I pushed forward, my awareness narrowing to a single purpose: find her, protect her, get her out. Everything else—my loyalty to POM, my years of service, the pain of my implants—faded to background noise.
For the first time in my life, electricity flowed through me not as a weapon or tool, but as pure intent. As I descended toward the junction where everything would converge, I finally understood what had drawn me to Eon from the beginning.

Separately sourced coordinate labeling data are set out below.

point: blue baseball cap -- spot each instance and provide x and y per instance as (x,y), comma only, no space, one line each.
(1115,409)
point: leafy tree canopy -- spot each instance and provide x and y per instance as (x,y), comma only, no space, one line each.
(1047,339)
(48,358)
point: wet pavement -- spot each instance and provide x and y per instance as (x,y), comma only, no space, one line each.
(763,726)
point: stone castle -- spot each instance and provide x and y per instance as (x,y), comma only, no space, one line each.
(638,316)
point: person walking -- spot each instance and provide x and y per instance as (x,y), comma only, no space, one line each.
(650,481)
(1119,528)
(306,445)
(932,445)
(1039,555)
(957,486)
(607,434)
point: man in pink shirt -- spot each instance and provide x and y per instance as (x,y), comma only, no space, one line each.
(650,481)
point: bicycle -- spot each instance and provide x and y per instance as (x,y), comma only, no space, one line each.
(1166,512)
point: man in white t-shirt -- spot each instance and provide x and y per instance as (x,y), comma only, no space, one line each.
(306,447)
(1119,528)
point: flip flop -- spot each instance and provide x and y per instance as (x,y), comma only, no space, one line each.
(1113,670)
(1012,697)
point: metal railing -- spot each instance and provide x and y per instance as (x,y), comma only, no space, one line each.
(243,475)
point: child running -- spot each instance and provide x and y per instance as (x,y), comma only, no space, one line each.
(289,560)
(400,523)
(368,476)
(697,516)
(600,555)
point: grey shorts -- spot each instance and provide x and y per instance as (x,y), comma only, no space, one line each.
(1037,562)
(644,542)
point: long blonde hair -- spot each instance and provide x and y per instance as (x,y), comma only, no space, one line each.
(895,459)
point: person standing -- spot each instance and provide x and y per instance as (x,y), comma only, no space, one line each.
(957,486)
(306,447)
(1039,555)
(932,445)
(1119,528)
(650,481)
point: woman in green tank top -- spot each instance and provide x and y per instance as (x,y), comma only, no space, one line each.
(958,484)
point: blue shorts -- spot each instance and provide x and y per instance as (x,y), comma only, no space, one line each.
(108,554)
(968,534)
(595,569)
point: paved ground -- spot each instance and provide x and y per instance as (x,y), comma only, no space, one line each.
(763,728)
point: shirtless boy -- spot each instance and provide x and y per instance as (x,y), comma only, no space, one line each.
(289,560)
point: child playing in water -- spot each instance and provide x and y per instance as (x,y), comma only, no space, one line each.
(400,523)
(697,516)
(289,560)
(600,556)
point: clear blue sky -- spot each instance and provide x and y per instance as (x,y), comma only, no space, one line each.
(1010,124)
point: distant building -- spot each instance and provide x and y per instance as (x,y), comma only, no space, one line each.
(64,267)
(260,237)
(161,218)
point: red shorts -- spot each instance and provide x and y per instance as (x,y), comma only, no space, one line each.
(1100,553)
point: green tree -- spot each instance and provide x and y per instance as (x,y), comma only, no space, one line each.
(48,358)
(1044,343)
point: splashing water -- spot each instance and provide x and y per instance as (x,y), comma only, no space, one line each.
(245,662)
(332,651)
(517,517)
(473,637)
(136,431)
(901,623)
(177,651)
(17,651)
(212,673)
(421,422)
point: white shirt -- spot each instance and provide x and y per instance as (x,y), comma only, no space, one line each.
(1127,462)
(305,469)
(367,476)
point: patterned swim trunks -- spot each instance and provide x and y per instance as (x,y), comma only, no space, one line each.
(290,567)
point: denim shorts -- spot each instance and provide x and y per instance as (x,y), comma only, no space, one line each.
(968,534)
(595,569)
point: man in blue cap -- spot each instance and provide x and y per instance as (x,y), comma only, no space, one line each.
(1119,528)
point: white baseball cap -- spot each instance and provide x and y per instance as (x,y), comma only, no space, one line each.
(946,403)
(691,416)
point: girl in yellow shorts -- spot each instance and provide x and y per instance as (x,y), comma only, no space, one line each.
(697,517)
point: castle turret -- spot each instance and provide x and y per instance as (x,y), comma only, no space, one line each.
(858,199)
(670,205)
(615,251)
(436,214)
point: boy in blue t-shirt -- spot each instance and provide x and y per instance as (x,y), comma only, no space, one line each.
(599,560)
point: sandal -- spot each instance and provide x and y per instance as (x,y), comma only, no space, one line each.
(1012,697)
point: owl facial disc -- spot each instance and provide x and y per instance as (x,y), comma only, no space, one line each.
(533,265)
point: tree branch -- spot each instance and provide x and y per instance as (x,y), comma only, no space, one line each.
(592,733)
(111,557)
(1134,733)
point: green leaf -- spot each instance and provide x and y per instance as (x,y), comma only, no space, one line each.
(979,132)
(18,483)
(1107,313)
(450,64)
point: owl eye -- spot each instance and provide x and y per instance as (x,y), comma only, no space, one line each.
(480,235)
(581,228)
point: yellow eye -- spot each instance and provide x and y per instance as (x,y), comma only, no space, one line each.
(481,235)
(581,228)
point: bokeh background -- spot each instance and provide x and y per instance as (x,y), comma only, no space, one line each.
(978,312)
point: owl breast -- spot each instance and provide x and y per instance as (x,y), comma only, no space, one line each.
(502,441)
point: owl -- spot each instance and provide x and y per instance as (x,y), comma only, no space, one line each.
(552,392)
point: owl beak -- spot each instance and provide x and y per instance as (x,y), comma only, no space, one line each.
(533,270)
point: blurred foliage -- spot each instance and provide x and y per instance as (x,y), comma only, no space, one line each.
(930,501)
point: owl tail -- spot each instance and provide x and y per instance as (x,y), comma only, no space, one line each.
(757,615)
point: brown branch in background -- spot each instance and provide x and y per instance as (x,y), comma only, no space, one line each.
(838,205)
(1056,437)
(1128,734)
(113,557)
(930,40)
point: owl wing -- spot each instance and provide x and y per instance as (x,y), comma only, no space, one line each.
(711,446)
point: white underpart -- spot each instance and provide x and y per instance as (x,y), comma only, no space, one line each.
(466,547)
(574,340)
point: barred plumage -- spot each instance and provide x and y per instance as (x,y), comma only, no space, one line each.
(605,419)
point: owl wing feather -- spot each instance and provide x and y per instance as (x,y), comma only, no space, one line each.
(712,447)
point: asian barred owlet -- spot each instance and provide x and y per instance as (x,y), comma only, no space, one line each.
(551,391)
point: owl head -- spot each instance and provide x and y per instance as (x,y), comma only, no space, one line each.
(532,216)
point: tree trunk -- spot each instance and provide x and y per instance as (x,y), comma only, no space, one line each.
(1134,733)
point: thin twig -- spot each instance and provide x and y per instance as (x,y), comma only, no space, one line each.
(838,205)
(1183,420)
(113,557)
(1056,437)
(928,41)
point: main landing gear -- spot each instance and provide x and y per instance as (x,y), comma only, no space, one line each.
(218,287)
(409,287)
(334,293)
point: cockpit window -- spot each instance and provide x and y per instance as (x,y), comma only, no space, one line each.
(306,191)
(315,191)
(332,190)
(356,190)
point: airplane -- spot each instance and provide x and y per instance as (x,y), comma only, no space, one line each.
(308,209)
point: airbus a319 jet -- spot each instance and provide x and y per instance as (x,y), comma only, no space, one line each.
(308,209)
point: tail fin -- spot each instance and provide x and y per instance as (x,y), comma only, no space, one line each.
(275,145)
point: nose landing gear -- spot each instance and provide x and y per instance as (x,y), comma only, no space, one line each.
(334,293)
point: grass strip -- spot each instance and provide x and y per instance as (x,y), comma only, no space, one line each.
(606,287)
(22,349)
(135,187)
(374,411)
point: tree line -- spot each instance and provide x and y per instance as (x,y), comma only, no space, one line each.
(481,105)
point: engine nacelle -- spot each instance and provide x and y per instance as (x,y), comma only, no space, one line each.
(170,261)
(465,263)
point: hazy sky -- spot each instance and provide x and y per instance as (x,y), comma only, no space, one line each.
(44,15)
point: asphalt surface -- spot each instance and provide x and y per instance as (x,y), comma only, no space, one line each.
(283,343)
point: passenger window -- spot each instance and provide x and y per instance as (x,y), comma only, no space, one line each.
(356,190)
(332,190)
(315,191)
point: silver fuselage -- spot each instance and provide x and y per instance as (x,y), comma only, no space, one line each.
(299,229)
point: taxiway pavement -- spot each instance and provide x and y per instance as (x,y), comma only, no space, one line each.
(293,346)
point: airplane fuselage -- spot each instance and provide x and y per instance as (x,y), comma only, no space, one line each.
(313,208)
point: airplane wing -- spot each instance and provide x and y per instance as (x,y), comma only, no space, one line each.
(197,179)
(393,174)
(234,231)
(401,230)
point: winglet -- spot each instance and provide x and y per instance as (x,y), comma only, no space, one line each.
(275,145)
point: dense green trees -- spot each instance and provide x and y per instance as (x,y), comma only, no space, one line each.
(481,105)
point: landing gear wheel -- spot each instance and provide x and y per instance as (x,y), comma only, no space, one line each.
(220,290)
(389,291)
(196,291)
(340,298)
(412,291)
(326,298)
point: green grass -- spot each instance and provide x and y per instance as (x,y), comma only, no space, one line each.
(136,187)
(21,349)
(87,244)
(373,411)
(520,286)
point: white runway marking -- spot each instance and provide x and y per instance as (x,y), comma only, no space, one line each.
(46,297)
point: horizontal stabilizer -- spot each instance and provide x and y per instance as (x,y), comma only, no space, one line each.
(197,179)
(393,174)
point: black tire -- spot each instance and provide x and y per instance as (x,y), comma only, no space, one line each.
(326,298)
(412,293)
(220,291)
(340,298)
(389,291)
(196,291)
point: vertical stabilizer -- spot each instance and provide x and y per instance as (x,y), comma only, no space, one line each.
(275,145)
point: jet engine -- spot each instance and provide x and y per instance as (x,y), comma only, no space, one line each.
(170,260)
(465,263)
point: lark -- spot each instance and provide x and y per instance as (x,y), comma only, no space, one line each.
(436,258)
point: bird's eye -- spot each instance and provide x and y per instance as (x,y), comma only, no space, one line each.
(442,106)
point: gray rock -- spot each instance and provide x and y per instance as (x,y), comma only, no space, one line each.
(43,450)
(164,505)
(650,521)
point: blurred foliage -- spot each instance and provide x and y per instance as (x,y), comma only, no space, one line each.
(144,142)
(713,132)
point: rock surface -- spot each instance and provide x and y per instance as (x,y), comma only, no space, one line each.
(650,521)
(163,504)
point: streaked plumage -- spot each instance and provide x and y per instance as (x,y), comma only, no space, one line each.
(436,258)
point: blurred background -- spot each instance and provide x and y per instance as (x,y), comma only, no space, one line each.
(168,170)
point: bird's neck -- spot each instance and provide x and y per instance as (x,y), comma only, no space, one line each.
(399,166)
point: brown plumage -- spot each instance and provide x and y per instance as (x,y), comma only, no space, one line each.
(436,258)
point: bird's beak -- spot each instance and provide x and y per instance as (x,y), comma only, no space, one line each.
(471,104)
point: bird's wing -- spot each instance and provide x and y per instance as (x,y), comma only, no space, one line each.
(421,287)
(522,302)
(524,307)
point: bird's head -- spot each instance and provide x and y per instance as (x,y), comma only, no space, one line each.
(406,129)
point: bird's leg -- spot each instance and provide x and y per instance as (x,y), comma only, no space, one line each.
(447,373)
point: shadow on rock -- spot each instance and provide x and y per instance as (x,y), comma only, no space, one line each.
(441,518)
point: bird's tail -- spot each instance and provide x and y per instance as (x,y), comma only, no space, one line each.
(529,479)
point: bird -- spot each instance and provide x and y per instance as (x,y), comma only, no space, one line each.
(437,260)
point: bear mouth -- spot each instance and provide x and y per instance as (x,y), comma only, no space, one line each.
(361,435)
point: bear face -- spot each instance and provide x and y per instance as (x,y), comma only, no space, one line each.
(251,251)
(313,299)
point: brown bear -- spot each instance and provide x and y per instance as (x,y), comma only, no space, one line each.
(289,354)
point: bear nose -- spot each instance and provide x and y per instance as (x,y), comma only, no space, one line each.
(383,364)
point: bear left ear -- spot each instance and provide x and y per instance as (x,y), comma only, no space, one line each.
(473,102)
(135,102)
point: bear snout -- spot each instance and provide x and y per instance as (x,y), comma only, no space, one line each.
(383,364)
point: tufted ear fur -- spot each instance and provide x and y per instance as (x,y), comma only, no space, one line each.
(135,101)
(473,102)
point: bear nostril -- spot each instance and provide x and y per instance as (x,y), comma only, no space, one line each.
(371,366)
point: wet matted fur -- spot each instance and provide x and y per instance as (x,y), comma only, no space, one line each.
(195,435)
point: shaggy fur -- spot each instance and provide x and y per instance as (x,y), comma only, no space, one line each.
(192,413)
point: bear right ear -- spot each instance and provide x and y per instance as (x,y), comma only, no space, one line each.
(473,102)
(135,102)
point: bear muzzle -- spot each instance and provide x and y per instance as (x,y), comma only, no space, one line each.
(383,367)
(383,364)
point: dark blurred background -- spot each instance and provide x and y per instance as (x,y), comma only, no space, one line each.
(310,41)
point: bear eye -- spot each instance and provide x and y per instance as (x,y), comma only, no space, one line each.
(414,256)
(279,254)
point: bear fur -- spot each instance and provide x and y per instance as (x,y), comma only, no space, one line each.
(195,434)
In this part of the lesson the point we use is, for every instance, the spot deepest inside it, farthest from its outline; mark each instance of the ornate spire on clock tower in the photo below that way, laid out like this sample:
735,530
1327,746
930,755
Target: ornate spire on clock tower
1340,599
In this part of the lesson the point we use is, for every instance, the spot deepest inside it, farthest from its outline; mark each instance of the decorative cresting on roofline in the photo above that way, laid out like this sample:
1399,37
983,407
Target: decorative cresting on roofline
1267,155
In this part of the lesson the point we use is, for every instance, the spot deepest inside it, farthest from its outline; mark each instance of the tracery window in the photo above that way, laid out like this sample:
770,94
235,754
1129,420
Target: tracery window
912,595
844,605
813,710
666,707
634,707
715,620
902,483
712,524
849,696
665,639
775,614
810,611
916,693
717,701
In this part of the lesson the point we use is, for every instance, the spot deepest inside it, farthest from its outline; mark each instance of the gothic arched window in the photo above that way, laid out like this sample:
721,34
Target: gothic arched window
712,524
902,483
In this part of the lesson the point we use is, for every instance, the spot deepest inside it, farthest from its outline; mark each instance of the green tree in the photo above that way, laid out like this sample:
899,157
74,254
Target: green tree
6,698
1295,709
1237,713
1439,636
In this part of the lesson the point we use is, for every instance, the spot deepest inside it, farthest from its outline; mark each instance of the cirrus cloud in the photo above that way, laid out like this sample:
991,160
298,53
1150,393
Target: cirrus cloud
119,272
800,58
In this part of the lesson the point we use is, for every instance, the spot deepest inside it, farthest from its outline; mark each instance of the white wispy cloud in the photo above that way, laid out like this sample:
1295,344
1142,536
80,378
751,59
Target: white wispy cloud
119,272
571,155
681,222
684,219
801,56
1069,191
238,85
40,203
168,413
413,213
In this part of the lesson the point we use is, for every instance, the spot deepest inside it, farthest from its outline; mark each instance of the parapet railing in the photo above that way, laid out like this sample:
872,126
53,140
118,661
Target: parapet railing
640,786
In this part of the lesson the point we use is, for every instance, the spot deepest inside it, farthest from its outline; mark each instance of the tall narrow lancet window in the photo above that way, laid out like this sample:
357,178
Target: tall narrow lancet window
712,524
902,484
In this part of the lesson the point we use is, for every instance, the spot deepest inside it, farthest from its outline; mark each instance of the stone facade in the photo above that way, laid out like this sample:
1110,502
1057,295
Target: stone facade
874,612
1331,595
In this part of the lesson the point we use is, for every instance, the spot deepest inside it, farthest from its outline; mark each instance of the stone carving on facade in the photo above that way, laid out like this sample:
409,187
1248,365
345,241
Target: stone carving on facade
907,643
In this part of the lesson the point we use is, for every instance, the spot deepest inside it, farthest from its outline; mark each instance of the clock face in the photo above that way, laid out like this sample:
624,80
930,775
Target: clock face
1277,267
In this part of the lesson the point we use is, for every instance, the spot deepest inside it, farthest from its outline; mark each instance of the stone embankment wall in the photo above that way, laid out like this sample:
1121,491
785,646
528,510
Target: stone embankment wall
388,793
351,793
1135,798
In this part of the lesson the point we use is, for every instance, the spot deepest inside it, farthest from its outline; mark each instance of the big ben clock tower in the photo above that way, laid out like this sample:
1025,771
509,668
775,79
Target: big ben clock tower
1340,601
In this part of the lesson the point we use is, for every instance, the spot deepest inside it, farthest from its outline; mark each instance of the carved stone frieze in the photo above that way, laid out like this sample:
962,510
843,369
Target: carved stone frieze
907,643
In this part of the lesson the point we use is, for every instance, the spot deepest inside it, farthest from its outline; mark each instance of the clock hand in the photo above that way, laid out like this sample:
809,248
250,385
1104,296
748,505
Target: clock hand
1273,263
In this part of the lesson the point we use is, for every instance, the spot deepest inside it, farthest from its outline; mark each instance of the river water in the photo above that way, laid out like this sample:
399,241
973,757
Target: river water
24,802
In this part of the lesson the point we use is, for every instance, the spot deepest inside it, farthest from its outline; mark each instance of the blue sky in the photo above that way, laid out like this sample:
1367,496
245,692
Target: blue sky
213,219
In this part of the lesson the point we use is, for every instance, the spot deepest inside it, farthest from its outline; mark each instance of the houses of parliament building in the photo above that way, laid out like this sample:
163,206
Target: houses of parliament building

In a world of ironclad control and engineered compliance, we were the same kind of glitch—unpredictable variables in a system that couldn’t account for what happens when two opposing frequencies find their perfect resonance.
CHAPTER 63
CY
The junction chamber opened before us like a cathedral of failing technology. The central hub—a massive cylindrical structure where all lines connected—rose from the center of the floor like a sacrificial altar, its surfaces crawling with data projections and warning alerts.
Beta squadron had established a perimeter. Thirty troops at least, their featureless masks reflecting the erratic Stellarium light as they stood in perfect formation. Between them, kneeling on the metal grating with hands bound behind their backs, were the rebels—maybe a dozen figures, heads bowed in defeat.
And Eon.
She knelt apart from the others. Even from this distance, I could see the violet sparks dancing ineffectively across her skin, her power weak. Her face was bruised, blood trickling from her nose, but her eyes still burned with defiance as she stared up at the soldiers surrounding her.
Maddox set Taos down with the others, then we joined the ranks, not ready to out ourselves yet. My helmet fed me tactical data, but I didn’t need it to know the truth. There were too manyassets for a frontal assault, and any crossfire would risk hitting Eon.